Following ectopic expression of Cre recombinase (pKM34), the plasmid carrying a lesion is introduced by electroporation into a recipient S. cerevisiae strain containing a chromosomal integration cassette. The plasmid contains a selectable marker (LEU2), and a single lesion located within the 5′-end of the lacZ gene fused to a lox71 site. The chromosomal integration site contains the 3′-end of lacZ fused to lox66 site, so that following the precise integration a full-length functional ß-galactosidase gene (lacZ) is restored (Figure 1).

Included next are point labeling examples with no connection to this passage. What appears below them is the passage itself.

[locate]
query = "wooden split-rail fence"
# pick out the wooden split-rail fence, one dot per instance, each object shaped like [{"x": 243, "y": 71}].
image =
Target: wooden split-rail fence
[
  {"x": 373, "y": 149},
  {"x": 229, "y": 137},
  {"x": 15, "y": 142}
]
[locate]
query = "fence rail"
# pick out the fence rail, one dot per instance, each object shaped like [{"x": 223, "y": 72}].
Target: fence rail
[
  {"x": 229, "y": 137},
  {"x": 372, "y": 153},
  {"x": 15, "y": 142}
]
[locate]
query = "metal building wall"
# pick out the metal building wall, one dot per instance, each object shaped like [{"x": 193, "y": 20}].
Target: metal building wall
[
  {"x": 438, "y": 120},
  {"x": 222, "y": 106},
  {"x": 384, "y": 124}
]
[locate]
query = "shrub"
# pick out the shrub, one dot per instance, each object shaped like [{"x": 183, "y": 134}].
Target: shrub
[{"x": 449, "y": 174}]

We placed the chromosomal integration site close to an early replication origin in two different orientations so we can choose to introduce the lesion either on the leading or the lagging strand (Figure 1C and Supplementary Figure S1). To rule out any possible bias due to the choice of the integration site, we chose two different integration sites, on chromosomes III and VI (close to the early replication origins ARS306 or ARS606) (Figure 1B). The non-damaged strand contains a +2 frameshift inactivating the lacZ gene, serving as a genetic marker for strand discrimination (Figure 1C). After electroporation of the vector, cells are plated on selective indicator plates (SDa-LEU, X-gal) before the first cell division occurs. The lesion is placed in such sequence context, that all in-frame TLS events, both error-free and mutagenic, result in a functional lacZ gene (blue colony sectors), while DA events result in inactivated lacZ gene (white colony) (Figure 1D). Integration of lesion free vectors gives rise to essentially only sectored colonies (Figure 1D).

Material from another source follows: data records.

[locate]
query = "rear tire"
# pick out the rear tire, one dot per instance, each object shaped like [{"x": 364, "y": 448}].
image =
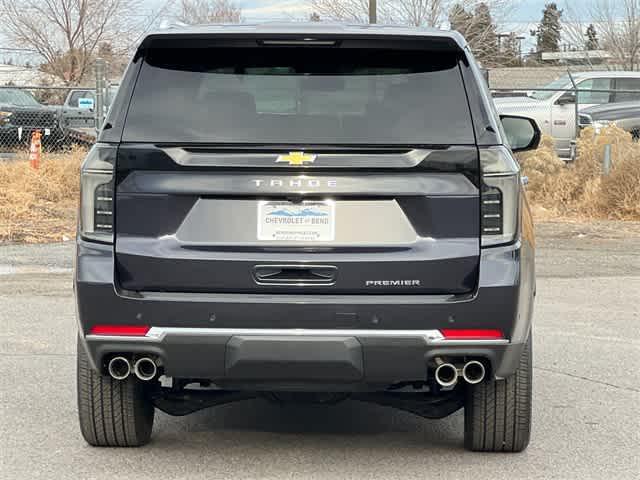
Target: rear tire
[
  {"x": 112, "y": 413},
  {"x": 497, "y": 413}
]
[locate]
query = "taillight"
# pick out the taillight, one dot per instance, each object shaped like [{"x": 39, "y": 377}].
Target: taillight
[
  {"x": 96, "y": 197},
  {"x": 500, "y": 196}
]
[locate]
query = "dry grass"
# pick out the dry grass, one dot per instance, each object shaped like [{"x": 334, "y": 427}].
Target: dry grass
[
  {"x": 40, "y": 205},
  {"x": 581, "y": 191}
]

PCR analysis and sequencing confirmed that all colonies obtained on selective plates result from precise integration of the vector into the chromosomal integration site. No colonies were observed after transformation of a strain not expressing Cre recombinase or without chromosomal integration site.

Bypass of UV lesions by translesion synthesis

To validate our system, we constructed 3 integration vectors, containing no lesion, a TT-CPD lesion (cyclobutane pyrimidine dimer) and a TT(6-4) lesion (thymine-thymine pyrimidine(6-4)pyrimidone photoproduct). In order to focus on lesion tolerance mechanisms, we inactivated the repair mechanisms in our parental strain (namely nucleotide excision repair: rad14, and photolyase: phr1), as well as the mismatch repair system (msh2), to avoid the repair of the strand marker. Tolerance events are calculated as the ratio of colonies resulting from the integration of the damaged vector versus the lesion-free one.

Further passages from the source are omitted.